Customers calling for better connections between Web and branch - study

Integration between the Internet bank and branch banking channels is key to improving the customer experience, according to a pan-European study conducted by TNS on behalf of Fujitsu Services.

The research - which examined the experiences of 2500 retail financial services customers in the UK, France, Germany, the Netherlands, Spain and Sweden - found that customers want the convenience and choice of the Web, integrated seamlessly with face-to-face contact in high street branches.

When receiving customer support, the majority (65%) now prefer going online but face-to-face contact in a branch is still very popular, with over half (53%) citing it as a preference. Call centre contact came in as the third choice at 43%, while mobile services - involving the Internet or SMS - came bottom of the list at just five per cent.

Fujitsu says not only are the Web and branch the most preferred options, but there is a strong desire that the experience should not fall down between the two.

"Although much has been said in recent years about the importance of multi-channel integration, the survey suggests that integration is most critical between the two most used channels - Internet and branch," says Andy Stewart, European strategy director, financial services, Fujitsu Services. "The other channels are important, and standards of service need to remain high, but there is less of an imperative for them to work with each other."

The research also suggests that technology-driven services that are easy to use are even more important to the overall customer experience than security. When asked about what inspired their loyalty, 37% of all respondents said a good experience of automated services was most important, with less than half that number (18%) citing security of personal details as the chief factor.

The study also reveals a disparity between what banks think customers want and what users would really like.

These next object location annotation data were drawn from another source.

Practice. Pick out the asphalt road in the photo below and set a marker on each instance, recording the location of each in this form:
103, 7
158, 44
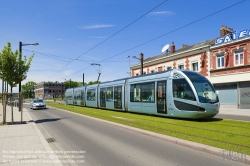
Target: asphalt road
107, 145
233, 117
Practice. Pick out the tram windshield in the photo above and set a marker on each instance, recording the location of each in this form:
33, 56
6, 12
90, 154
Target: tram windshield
204, 88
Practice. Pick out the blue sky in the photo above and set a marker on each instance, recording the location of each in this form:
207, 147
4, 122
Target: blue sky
67, 30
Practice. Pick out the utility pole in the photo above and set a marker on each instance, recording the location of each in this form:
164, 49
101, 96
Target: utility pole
141, 60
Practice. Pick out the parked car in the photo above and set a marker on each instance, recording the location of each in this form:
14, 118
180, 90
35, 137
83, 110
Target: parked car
37, 104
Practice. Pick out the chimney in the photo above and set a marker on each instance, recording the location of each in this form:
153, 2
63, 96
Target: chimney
224, 30
184, 46
172, 48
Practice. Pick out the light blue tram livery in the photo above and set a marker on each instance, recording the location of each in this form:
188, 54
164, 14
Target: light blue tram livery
172, 93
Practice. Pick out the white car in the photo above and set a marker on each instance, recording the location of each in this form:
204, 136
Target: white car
37, 104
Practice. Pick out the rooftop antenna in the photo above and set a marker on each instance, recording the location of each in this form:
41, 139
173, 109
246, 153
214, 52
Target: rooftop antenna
165, 49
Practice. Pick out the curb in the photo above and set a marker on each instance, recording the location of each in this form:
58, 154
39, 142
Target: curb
186, 143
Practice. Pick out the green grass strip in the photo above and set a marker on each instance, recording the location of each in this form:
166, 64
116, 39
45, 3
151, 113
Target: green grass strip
225, 134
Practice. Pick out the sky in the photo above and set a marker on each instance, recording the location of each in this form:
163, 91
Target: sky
73, 34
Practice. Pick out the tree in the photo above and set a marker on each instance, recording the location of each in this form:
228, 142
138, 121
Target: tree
13, 69
28, 89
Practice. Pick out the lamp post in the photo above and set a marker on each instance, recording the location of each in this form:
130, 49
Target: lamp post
141, 59
129, 65
20, 57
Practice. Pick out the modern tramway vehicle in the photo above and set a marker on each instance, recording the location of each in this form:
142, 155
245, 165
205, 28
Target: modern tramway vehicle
171, 93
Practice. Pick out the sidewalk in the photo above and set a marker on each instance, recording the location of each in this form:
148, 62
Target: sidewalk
24, 144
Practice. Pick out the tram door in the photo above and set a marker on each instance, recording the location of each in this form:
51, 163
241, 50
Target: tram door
103, 97
161, 97
118, 97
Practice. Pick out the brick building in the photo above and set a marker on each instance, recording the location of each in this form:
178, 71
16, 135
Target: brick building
225, 61
49, 90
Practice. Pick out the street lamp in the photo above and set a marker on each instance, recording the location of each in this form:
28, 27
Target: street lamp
129, 65
20, 57
141, 59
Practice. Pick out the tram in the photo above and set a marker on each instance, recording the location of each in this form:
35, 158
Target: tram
171, 93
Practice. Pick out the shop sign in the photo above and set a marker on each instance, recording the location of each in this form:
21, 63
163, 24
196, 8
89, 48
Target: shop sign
233, 36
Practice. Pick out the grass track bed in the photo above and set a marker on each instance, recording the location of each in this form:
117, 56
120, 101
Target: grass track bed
225, 134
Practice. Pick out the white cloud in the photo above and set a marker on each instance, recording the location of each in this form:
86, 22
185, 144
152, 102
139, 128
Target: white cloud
160, 13
99, 26
67, 72
98, 37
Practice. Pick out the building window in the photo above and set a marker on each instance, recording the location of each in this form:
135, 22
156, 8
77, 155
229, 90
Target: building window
238, 58
181, 67
220, 61
195, 66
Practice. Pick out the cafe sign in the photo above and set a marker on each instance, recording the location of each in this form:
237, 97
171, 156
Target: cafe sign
233, 36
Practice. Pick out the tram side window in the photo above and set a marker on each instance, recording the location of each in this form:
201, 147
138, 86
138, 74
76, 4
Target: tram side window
135, 92
109, 94
148, 92
142, 92
91, 95
181, 89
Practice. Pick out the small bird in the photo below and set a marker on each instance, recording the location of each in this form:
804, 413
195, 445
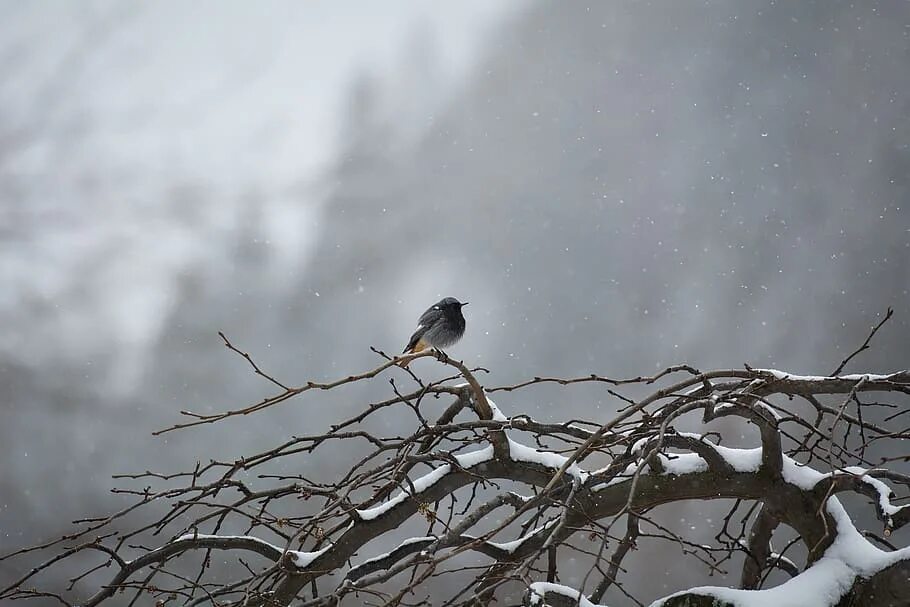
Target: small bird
439, 327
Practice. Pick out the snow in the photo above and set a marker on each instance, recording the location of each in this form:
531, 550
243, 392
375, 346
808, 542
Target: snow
823, 584
466, 460
539, 589
852, 377
497, 414
883, 490
302, 559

Providers believe that the range of products - and the number of products that the customer has with one provider - has the biggest impact on their customers' loyalty, says the report.

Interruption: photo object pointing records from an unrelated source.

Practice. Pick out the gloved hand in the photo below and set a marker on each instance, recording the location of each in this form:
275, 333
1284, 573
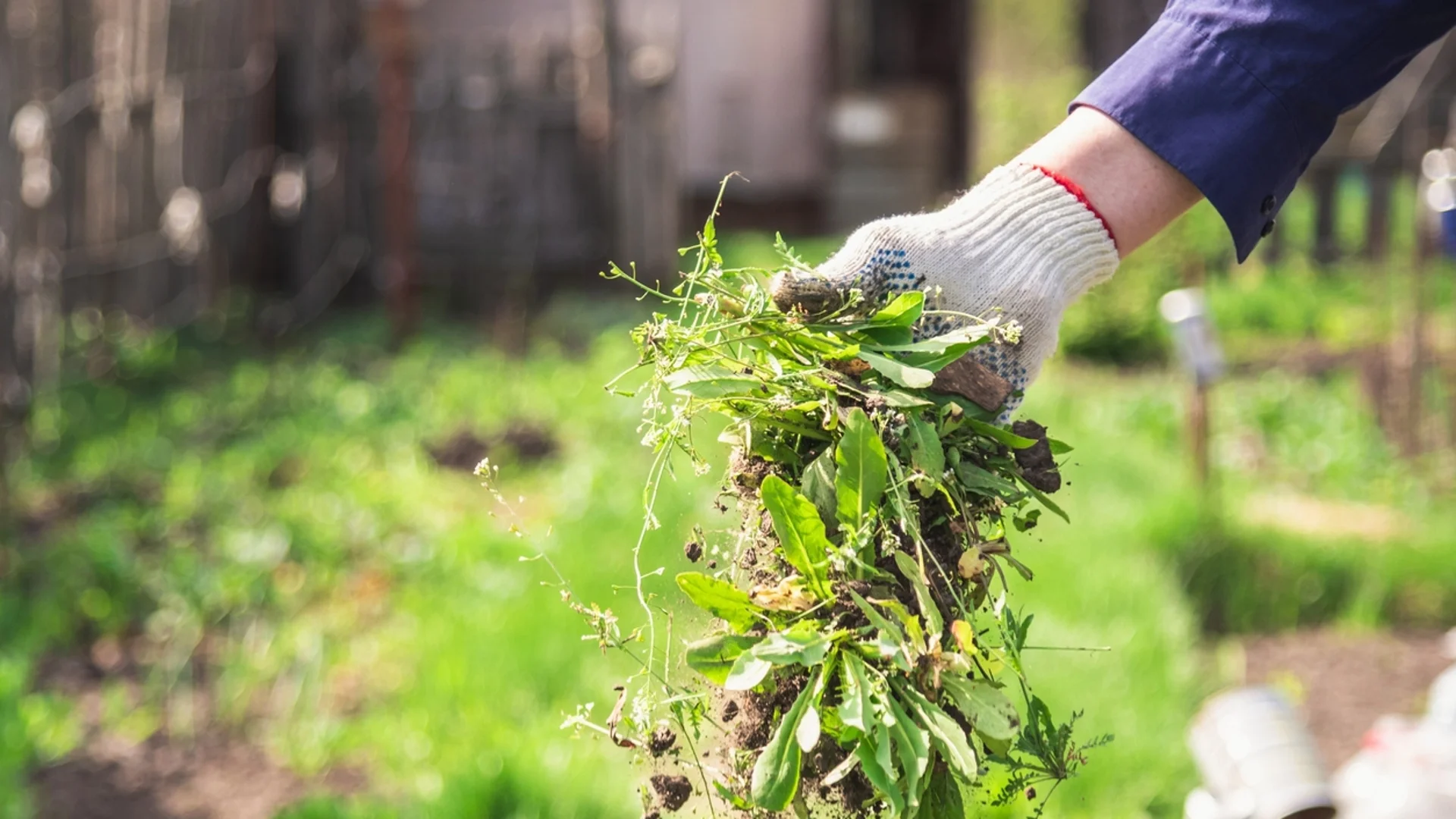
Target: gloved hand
1019, 241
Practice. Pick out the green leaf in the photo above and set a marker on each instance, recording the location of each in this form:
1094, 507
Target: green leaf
902, 373
710, 381
927, 453
946, 732
808, 730
747, 672
802, 648
913, 746
875, 618
984, 706
1041, 497
943, 799
902, 400
801, 532
897, 496
819, 485
859, 482
981, 482
714, 656
962, 340
999, 435
922, 592
855, 708
880, 776
718, 598
903, 311
777, 773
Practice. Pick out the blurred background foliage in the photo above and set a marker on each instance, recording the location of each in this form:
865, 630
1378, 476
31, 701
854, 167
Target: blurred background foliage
283, 542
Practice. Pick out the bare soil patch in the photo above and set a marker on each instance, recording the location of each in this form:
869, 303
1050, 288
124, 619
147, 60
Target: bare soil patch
213, 774
1348, 681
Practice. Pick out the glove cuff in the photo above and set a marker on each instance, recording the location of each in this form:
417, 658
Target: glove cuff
1021, 218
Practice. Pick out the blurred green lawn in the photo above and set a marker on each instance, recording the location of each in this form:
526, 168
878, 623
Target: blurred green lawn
278, 513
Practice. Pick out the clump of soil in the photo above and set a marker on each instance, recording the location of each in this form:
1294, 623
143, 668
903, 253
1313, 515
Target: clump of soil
756, 713
661, 741
529, 442
1037, 464
463, 450
747, 471
672, 790
522, 441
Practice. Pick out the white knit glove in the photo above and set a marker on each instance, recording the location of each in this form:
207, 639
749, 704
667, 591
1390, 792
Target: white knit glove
1018, 241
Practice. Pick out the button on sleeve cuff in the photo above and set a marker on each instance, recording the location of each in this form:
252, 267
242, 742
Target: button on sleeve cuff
1203, 112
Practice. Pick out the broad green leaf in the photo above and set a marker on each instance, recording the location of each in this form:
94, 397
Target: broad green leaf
883, 334
727, 795
1001, 435
859, 480
747, 672
910, 623
855, 708
944, 343
937, 362
897, 494
714, 656
903, 311
943, 799
922, 592
718, 598
842, 770
801, 532
982, 482
875, 618
902, 400
710, 381
913, 748
792, 648
902, 373
819, 485
927, 453
884, 781
777, 773
808, 730
946, 732
984, 706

But customers disagree, scoring the range of products as their joint lowest priority (important for 11% of respondents), along with brand reputation and provision of product information. For 43% of customers value for money is most likely to engender loyalty, closely followed by customer service at 41%.

The research also found little difference in customer attitude towards financial services based on gender, income or age. This contrasts with a recent survey carried out for the American Bankers Association that demonstrated a clear generational divide over banking channels with people over 55 preferring to visit their local branch and those under 34 choosing to bank online.